Leschaux, KM13, je ne regarde pas le ravito : j’ai un bidon surdosé et un bidon vide avec de la poudre pour ne pas être trop lourd.
Km 29, me voilà déjà en haut du Semnoz, que j’espère revoir ce soir. Mais ça paraît tellement haut par rapport au lac, comment peut on monter, à pieds, jusqu’ici après 180 km de vélo ? La vue, relativement dégagée sur les Alpes est époustouflante. Mais hélas, je manque de temps pour contempler longuement.
je profite du replat pour attraper un coupe vent sans manches enroulé autour de mon guidon et tel un acrobate, l’enfile sans m’arrêter (ne jamais rien tenter en course). Je choppe un verre de cola (marque Carrefour) ayant mal au ventre et ne pouvant rien avaler d’autre. J’ai doublé une bonne vingtaine de concurrents dans l’ascension.
Je peux maintenant mettre du braquet pour attaquer la descente sur mon 50-11.
{Chers concurrents, si vous avez entendu le dossard 116 hurler dans cette descente, c’était de plaisir !}
J’ai du retard sur ma feuille de route approximative (la barrière horaire) et m’emploie donc très franchement dans ces 15 kms de descente. Près de 60 km/H de moyenne sur certaines portions, des pointes à 90 km/H, 2 voitures dépassées, et encore quelques cyclistes mis derrière, j’ai la banane à défaut d’en avoir à manger.
Après Quintal, la seule partie roulante du parcours : quelques kms avant le ravito de Lacheraines, KM58. J’ai pas les jambes à cause de se bidon ballonné. Ai-je bu l’eau du lac ? Le stress ? Le Malto du matin (ne jamais rien tenter en course) ? Déshydratation ? Le problème c’est que rien ne passe et je n’ai ni mangé ni bu en dehors du verre de cola en haut du Semnoz.
Je ne suis clairement pas un rouleur et deux trois cyclistes reviennent sur moi. Avec leur prolongateurs, je les sens beaucoup plus facile et dois m’employer pour les suivre (à distance réglementaires, les motos veillent).

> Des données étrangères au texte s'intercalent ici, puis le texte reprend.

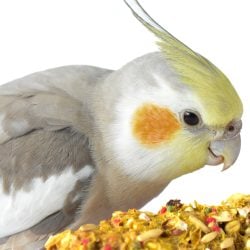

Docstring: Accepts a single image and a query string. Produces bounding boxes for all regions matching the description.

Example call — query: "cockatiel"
[0,0,243,249]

A Lacheraines je remplis mon deuxième bidon bien que le premier soit à peine entamé, attrape des chips et un verre de cola (mais où sont le saucisson, le fromage, les barres énergétiques, les gels, qui me semblaient indiqués dans le règlement ? Comment va t-on tenir sans manger ? Je n’ai rien prévu moi !). Je garde jalousement mon unique gel « de secours » pour le moment où ça n’ira plus car j’ai l’impression de ne pas pouvoir compter sur les ravitos.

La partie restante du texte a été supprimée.